About two dozen protesters belonging to the AWP gathered outside the Islamabad Press Club to show solidarity with the earthquake victims.

“They don’t want cantonments but doctors,” chanted the protesters.

The 7.6-magnitude earthquake had killed over 300 and destroyed property in Awaran Balochistan recently.

The AWP workers alleged that the military was preventing civilian organisations from accessing the affected areas for carrying out the relief work.

They questioned the relief and rehabilitation response of the military, alleging that the military was trying to build a new cantonment in the Maskhay tehsil of Awaran to increase military presence there instead of helping the survivors.

The demonstrators said that Balochistan has faced systemic oppression from state institutions over the past six decades and the slow post-quake relief work was a continuation of that historical apathy.

The AWP workers demanded that civil institutions be given charge of relief activities and relief teams from different national and international humanitarian relief agencies be allowed to visit the affected areas.

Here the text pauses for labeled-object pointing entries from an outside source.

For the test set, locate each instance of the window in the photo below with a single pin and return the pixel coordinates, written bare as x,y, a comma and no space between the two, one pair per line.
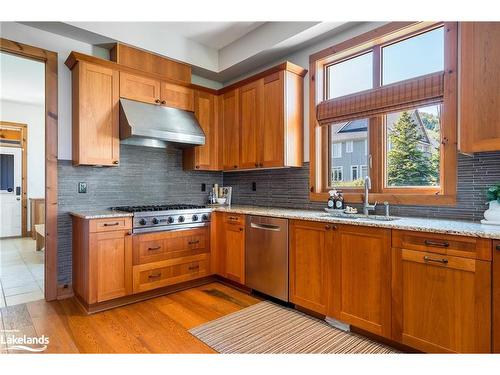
350,76
354,172
337,150
384,127
337,174
413,57
348,147
413,140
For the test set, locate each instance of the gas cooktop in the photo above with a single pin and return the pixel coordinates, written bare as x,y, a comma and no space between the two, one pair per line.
162,217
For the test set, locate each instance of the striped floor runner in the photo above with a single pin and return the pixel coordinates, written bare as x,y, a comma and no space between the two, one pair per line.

AWP Secretary-General Aasim Sajjad Akhtar alleged that the information out of Awaran was being strictly controlled by the military and journalists were not free to report on the state of the quake survivors.

He said while civilians were being stopped from visiting the earthquake-affected areas, the establishment’s ‘pet organisations’ and some banned outfits were being allowed to operate in the area.

Afsheen Baloch, a teacher in Islamabad, who hailed from Quetta, said that it was time the military showed good will gesture to the people of Balochistan to secure their trust.

AWP member and rights activist Farzana Bari said that the rescue and relief work was a ‘complete mess’ and that the army’s undue intervention was simply ‘condemnable’.

“But not helping the earthquake survivors in the time of their need would give rise to resentment,” Bari said. “Their sense of alienation will grow if the state does not respond now.”

As the AWP protesters demanded civilian oversight of the relief efforts, Muhammad Sadiq Butt, a survivor of the 2005 Kashmir earthquake, who claimed he has not received relief in eight years and who has set up his own protest banner in front of the press club, his plight is a dark reminder of the hardship hundreds of affected people in Balochistan might be going through right now.

Published in The Express Tribune, October 15th, 2013.